それから数日、戦闘は起きず、精神的に張りつめた日々を送ることになった。



その頃ヴァ―ヴァリアンでは、


「マリア、テス。本当によくやってくれた。おまえたちには、専用のGAを与えよう。どんな要望も叶える。自分の好きな装備のGAを造ろうではないか。」

「ありがたき幸せです。」

「ほんと? やったわ!」

「だが、少し時間をもらう。特注品を造るのだからな。」

「わかりました。ありがとうございます。」

「じゃあ、さっそく設計士に言ってくるわ!」

小躍りして行く二人。嬉しそうだ。


「…さて、ジョー、リズ。どう動く?」

数日後


「キャプテン、来ました! ヴァ―ヴァリアンです!」

「久しぶりだな。GAの発進準備だ!」


「リオ・グランデ、エディンバラ、出ます!」

リオを筆頭にパイロットが続々と出撃していく。


旅団側もGAを多く出撃させているが、マリア、テスはまだのようだ。


「何故あの二人は出てこない?」


「こいつら、以前と動きが違う!?」 リオが苦戦している。

「もしや、あの小規模な戦闘はリオの動きを研究するためだったのか?」

そうなると危ない。いくら天才的な操縦技術を持っていても、癖や一瞬の隙を狙われるとあのリオでも落とされるかもしれない。

「このぉ! まだまだぁ!」 

「リオ! 後ろだ!」

「え?」

「エディンバラ、被弾! 機体稼働率58%に低下!」

「これしきの傷で!」

「囲まれているぞ!」


だが、やはりやられているままでは終わらない。驚異的な動きで周りを囲んでいた敵を殲滅。

「まだやれます!」


「さすがだ。

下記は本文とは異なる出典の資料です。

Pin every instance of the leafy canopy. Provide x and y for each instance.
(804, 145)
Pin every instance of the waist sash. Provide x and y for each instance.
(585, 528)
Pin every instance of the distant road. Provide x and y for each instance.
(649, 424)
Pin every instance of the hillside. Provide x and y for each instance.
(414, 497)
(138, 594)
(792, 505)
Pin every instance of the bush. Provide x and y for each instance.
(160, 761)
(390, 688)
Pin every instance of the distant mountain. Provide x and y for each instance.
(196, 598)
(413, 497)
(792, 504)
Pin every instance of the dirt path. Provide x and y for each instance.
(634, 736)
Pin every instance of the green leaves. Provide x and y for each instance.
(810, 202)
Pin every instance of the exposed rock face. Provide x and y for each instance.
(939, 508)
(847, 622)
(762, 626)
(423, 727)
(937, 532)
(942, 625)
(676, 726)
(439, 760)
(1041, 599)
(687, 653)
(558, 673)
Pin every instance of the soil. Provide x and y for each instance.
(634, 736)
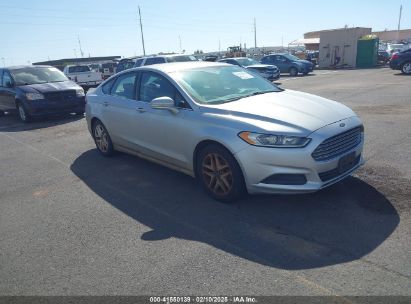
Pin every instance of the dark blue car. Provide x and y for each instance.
(38, 91)
(401, 61)
(288, 63)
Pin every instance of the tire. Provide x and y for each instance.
(293, 71)
(102, 139)
(219, 174)
(406, 68)
(22, 112)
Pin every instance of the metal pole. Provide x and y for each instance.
(141, 29)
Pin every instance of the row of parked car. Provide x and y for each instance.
(270, 66)
(43, 90)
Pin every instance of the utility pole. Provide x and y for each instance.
(79, 43)
(141, 29)
(255, 34)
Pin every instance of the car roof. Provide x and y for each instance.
(18, 67)
(180, 66)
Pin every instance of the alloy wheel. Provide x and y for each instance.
(217, 174)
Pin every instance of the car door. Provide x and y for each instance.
(165, 133)
(121, 112)
(7, 92)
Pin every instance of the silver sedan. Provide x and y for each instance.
(231, 129)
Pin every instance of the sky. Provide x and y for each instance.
(39, 30)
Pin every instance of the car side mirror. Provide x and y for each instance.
(9, 84)
(164, 103)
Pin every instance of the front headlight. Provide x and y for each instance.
(273, 140)
(34, 96)
(80, 93)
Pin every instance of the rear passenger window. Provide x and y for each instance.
(124, 86)
(107, 86)
(153, 85)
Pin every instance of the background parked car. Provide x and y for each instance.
(288, 63)
(401, 61)
(163, 59)
(83, 75)
(270, 72)
(125, 64)
(108, 69)
(383, 56)
(37, 91)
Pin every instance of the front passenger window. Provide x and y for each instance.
(124, 86)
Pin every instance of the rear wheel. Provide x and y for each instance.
(406, 68)
(22, 112)
(102, 139)
(293, 71)
(219, 174)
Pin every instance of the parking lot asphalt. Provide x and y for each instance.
(75, 223)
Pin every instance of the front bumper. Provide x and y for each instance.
(259, 163)
(46, 107)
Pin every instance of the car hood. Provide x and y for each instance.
(50, 87)
(261, 66)
(291, 112)
(306, 62)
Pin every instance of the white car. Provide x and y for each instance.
(228, 127)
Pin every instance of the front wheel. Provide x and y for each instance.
(293, 71)
(406, 68)
(102, 139)
(219, 174)
(23, 115)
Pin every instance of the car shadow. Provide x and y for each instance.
(337, 225)
(9, 122)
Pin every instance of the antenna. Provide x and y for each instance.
(399, 20)
(79, 43)
(141, 29)
(255, 34)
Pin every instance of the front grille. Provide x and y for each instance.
(328, 175)
(61, 95)
(338, 144)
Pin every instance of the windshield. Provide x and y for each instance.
(221, 84)
(37, 75)
(182, 58)
(291, 57)
(247, 61)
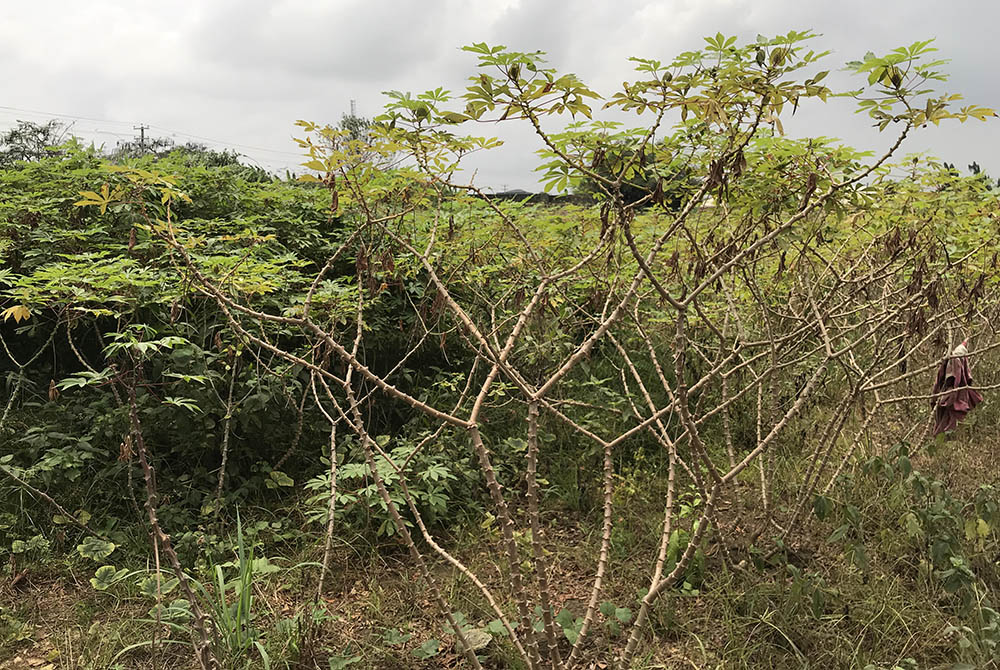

リオ・グランデ!」

「この声は、マリア・レーヴィ。」

「こんな攻撃でやられては面白くないからなぁ。見よ!これが私の新しい相棒、ヴァルキリー!!」

「新型GA?」

そう、リオの眼の前に現れたマリア。彼女のGAは以前のセルデュークではなく、彼女専用に開発された、ヴァルキリーというGA。彼女の要求をすべて実現した機体。まさしく戦場の聖女にふさわしい、『戦乙女』。


「くっ、早い! それにパワーも!」

「どうした! その程度だったのか、貴様は!?」

「うぅおぉぉぉぉ!!」

「そう来なくてはなぁ!」

「だめ! 防ぐので精一杯…」


「機体稼働率30%に低下! 危険です、キャプテン!」

「わかっている! 撤退しろ、リオ!」

「しっぽを巻いて逃げるのか?」

「それはあんたよ!!」

「そんな子供だまし、私には通用しない!」

「きゃあ!!」

「しぶといな。なら、これでどうだ!」

「うそ…活動限界? 動いて! 動いてよ!」

「さらばだ。リオ・グランデ。」


ヴァルキリーから放たれた閃光がリオのエディンバラを直撃する。


「リオ!!!」


エディンバラが粉々になる。コックピットから外に投げ出されるリオ。


「もし生きていたら、また戦おう。」マリアが帰艦していく。


「リオ! リオ! くそ!俺が出る!」

なんということだ。世界の希望をここで失うわけにはいかない。レオンの忘れ形見を。


「行くぞ、相棒。」

「ジョー・カタオカ、GA02-Bs、出るぞ!!」

彼が統一戦争を戦いぬいたときの機体、GA02-Bs(通称:バッファス)で出撃する。

「リオ、待っていろ。」

投げ出されたリオを回収し、帰艦する。

他の機体も即座に撤退させ、ツヴァイ・レイボルトにも戦闘区域からの撤退を命じる。


大敗だった。


「あれ?私、どうしたんだっけ? そっか、マリアに負けちゃったんだ。それで、外に投げ出されて…ここ、どこだろう?」

「あれは… お父さん?お母さんもいるし、あの小さい女の子は…私?」

「幸せそう。みんな笑顔で。 …戻らなくちゃ。またみんなで笑えるように、生き続けなきゃ。」


「うぅ…」

「リオ!?」

「ジョーおじさん…?」

「よかった… 目が覚めて。」

「泣いてるの?」

「そんなわけあるか。泣いてなど…」

「顔がぐしゃぐしゃだよ? うぐっ…」

「無理をするな。一命は取り留めたが、まだ安静にしていなくてはならない。」

「戦闘は?」

「負けたよ。我々は撤退した。それよりも今は治療に専念しろ。」


「リベルタ。」

「え? 何故それを…」

「夢を見てたの。お父さんとお母さんと小さい私が笑顔に包まれていた。その時この言葉がふっと浮かんだの。ジョーおじさん、何か知ってるの?」

「傷が癒えたら、話そう。今は休め。」

「うん。おやすみなさい。」


「ドクター、リオを頼んだ。」



リベルタ。まさか再びその名を聞くことになるとは。

レオン、これがお前が望んだ未来なのか?

お前は娘に十字架を背負わせたかったのか?

世界の命運を。

そして肝心のお前はどこにいる?

無責任だとは思わないのか?

それともお前にはすべてがわかっているのか?


その疑問に答えは返ってこない。